Friday, April 25, 2008 - Page updated at 06:57 PM
Lawyers for older D.C. sniper make appeal for his life
Associated Press Writer
Washington-area sniper John Allen Muhammad was regularly whipped with hose pipes and electrical cords and beaten with hammers and sticks by family members during a brutal childhood, according to lawyers trying to save him from the death penalty.
The lawyers argued that the jurors who sent Muhammad to death row for the 2002 sniper spree were improperly barred from hearing most of the evidence of Muhammad's harsh childhood.
Muhammad and his teenage accomplice, Lee Boyd Malvo, were convicted in 2003 of a random killing spree that left 10 people dead in Maryland, Virginia and the District of Columbia over a three-week span in October 2002 that terrorized the region.
Muhammad was sentenced to death, and Malvo was sentenced to life in prison.
In their filing, lawyers detailed much of the evidence that was banned from Muhammad's 2003 trial because he refused to be interviewed by the prosecutors' mental-health expert.
As punishment, the trial judge, LeRoy F. Millette Jr., barred the defense from putting on expert testimony of its own during the penalty phase.
Muhammad's brothers and sisters would have testified that they and Muhammad were regularly beaten by aunts, uncles and grandparents while growing up in Louisiana, when he was known as John Allen Williams, the lawyers said.
Millette's ruling did not technically ban that testimony, but the trial attorneys did not want to put the evidence on without testimony from their mental-health expert to explain the effect on Muhammad's development, according to the brief.
"These witnesses ... provided heart-wrenching stories of the abuse and neglect Mr. Muhammad suffered as a child - beatings with hoses and electrical cords, denial of food, clothing and basic necessities, and suffering on a scale difficult to imagine," wrote the defense lawyers, James Connell and Jonathan Sheldon.
The appellate lawyers said in their brief that "Muhammad apparently did not want to acknowledge his horrific childhood" and planned to deny any abuse, either on the witness stand himself or in interviews with the government's mental-health expert.
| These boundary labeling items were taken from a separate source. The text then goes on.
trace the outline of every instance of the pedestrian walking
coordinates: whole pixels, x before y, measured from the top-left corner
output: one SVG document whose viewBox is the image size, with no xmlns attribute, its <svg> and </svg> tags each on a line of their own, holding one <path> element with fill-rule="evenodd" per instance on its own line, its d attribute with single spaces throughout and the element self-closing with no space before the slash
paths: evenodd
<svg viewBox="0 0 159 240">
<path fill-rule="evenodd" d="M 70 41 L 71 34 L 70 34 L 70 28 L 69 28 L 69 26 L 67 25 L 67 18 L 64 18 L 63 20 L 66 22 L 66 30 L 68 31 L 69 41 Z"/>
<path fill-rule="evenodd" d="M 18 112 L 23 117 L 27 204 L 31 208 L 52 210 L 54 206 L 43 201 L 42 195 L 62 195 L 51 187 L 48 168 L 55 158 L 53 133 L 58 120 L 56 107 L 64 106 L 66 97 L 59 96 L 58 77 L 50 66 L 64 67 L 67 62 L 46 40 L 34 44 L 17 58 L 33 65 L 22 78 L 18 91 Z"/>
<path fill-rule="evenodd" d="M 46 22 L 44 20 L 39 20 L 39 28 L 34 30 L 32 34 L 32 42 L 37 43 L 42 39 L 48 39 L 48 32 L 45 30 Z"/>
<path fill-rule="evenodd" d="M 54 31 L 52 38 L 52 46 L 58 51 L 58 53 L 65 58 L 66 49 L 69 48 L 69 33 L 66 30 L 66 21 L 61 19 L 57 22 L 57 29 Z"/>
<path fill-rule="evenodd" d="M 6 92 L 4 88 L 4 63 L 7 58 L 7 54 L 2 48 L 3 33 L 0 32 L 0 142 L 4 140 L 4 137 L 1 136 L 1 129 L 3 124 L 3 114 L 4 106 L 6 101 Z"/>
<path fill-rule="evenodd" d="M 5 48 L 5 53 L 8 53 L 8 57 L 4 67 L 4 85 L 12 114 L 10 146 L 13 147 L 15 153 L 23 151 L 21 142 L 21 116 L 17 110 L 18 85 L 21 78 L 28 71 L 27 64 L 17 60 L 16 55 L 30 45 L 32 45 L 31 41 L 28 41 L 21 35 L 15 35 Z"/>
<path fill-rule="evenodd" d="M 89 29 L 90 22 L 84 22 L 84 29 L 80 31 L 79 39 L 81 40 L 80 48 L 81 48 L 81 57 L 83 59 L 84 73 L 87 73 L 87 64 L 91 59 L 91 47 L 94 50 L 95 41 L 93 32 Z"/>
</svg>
The appellate filing also includes evidence that Muhammad's brain suffered abnormalities that are associated with schizophrenia and other disorders.
Connell declined to comment on the filing, citing courthouse rules. Prince William Commonwealth's Attorney Paul Ebert, who prosecuted Muhammad, did not immediately return a call seeking comment Friday.
The appeal filed Wednesday in U.S. District Court is a habeas corpus petition, typically the last round of appeals available to a death row inmate.
Barring extraordinary circumstances, Virginia will be free to execute Muhammad if the habeas petition is not granted by either the federal district judge, the 4th U.S. Circuit Court of Appeals in Richmond or the U.S. Supreme Court.